Гласс с силой убрал руку вождя от своих волос и резко вскочил на ноги. В отчаянных попытках найти хоть что-нибудь ценное, что можно было бы продать индейцам в обмен на свою жизнь, он стал рыться в карманах. Там нашелся пузырек с киноварью, купленный когда-то про запас.

– Стойте. У меня есть товар. Волшебное зелье. Кровь дракона. Киноварь, у меня есть киноварь, – задыхаясь, заорал Гласс. Он в отчаянии стал озираться по сторонам и пятиться. Неожиданно он вновь наткнулся на взгляд шамана. Тот с явным интересом наблюдал за разворачивающейся сценой. Неожиданно шаман повернул голову в сторону и указал глазами на молодого человека, с отвращением разглядывающего бледнолицых. Тот был не старше двадцати лет. Лицо его было испещрено какими-то язвами. Этим он сильно выделялся среди всех своих соплеменников.

Гласс побежал вперед. Расстояние, отделявшее его от того юноши, оказалось слишком незначительным для того, чтобы его успели остановить. Хью заломил молодому человеку руки и вновь стал орать про "киноварь", тыча пузырьком в язвы на лице молодого человека.

Вождь заинтересовался непонятной бутылью, а шаман неожиданно поднялся со своего места. Тихий гомон переговаривающихся воинов вновь угас.
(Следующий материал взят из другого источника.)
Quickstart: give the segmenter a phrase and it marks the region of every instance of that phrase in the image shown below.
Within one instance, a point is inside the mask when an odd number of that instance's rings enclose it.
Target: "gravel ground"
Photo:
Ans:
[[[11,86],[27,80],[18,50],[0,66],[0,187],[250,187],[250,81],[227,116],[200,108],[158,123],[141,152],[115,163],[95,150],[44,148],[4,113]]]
Все с нетерпением ждали того, что случится дальше.

Шаман вплотную приблизился к Глассу и вырывающемуся из его цепкого захвата молодому индейцу пауни. Со вселенским спокойствием на лице шаман протянул руку к пузырьку. Гласс не хотел отдавать то единственное сокровище, которое было способно спасти ему жизнь.

Старик ободряюще кивнул и даже, кажется, улыбнулся. Гласс поверил этому вековому старцу и разжал пальцы. Индеец долго рассматривал пузырек с малиновой жидкостью внутри. Затем он удовлетворенно кивнул. Вождь нехотя закрыл глаза и едва заметно махнул рукой. Моментально пауни потеряли всякий интерес и к Глассу, и к юноше, которого он до сих пор удерживал мертвой хваткой.

Все потихоньку побрели в сторону трупа Джона, который валялся на противоположной стороне поляны.

Вождю надоело смотреть, как его сына позорно удерживает какой-то бледнолицый охотник. Он подошел к Хью и буквально вырвал молодого человека из рук Гласса. Хью уже было приготовился сражаться, но вождь лишь устало усмехнулся и кивнул в сторону одного из временных жилищ пауни.